What are patents for
Before I started building Dispertech , a project of technology transfer , I regarded patents as a roadblock to innovation. An example was the patent on 3D printing, which halted further development of the associated techniques. A monopolistic situation raised prices and prevented printers from reaching the consumer market until patents expired:
For example, when the Fused Deposition Modeling (FDM) printing process patent expired in 2009, prices for FDM printers dropped from over $10,000 to less than $1,000, and a new crop of consumer-friendly 3D printer manufacturers, like MakerBot and Ultimaker, paved the way for accessible 3D printing.
On the other hand, patents are open.

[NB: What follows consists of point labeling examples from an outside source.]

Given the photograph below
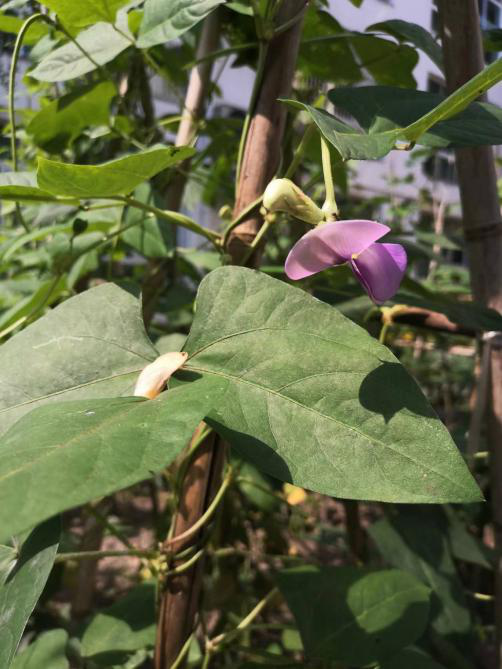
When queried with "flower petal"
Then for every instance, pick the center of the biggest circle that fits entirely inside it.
(331, 244)
(380, 269)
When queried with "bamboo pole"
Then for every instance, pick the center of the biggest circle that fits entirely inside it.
(463, 58)
(193, 110)
(179, 601)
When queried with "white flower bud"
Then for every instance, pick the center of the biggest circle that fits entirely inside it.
(154, 376)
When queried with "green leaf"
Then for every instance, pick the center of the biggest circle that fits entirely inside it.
(382, 108)
(8, 557)
(355, 616)
(164, 21)
(169, 343)
(24, 585)
(369, 146)
(411, 658)
(387, 62)
(314, 400)
(60, 122)
(93, 345)
(405, 31)
(84, 12)
(85, 449)
(47, 652)
(348, 141)
(127, 625)
(99, 44)
(418, 543)
(22, 187)
(116, 177)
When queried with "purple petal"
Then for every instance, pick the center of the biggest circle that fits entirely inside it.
(331, 244)
(380, 269)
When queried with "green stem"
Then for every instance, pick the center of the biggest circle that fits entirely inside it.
(12, 86)
(260, 69)
(12, 79)
(186, 565)
(329, 207)
(241, 217)
(383, 333)
(245, 622)
(261, 233)
(291, 22)
(173, 217)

Anyone can see them, learn from them, and in principle build on them. It is likely that industrial processes regarded as trade secrets are not patented. The laser in Philips' last DVD/CD-writer needed to be precisely aligned for it to work. The tool they developed was not patented and was jealously guarded in their own manufacturing plant. Without this tool, even if you copied the design of the drives, you would have never managed to replicate the product, and without a patent, this tool would never be public.
Patents can be used to block third parties from competing in a market. Big corporations with large portfolios used this technique to prevent others from innovating in markets where they have a dominant position. The interaction of patents and research can lead to contradictory terms between individual goals and the mission of publicly funded science.
I also see as a problem that patents can be awarded to ideas without empiric verification . Which effectively can push the races to the bottom , forcing companies to increase their portfolios either by buying or filing new patents in key sectors.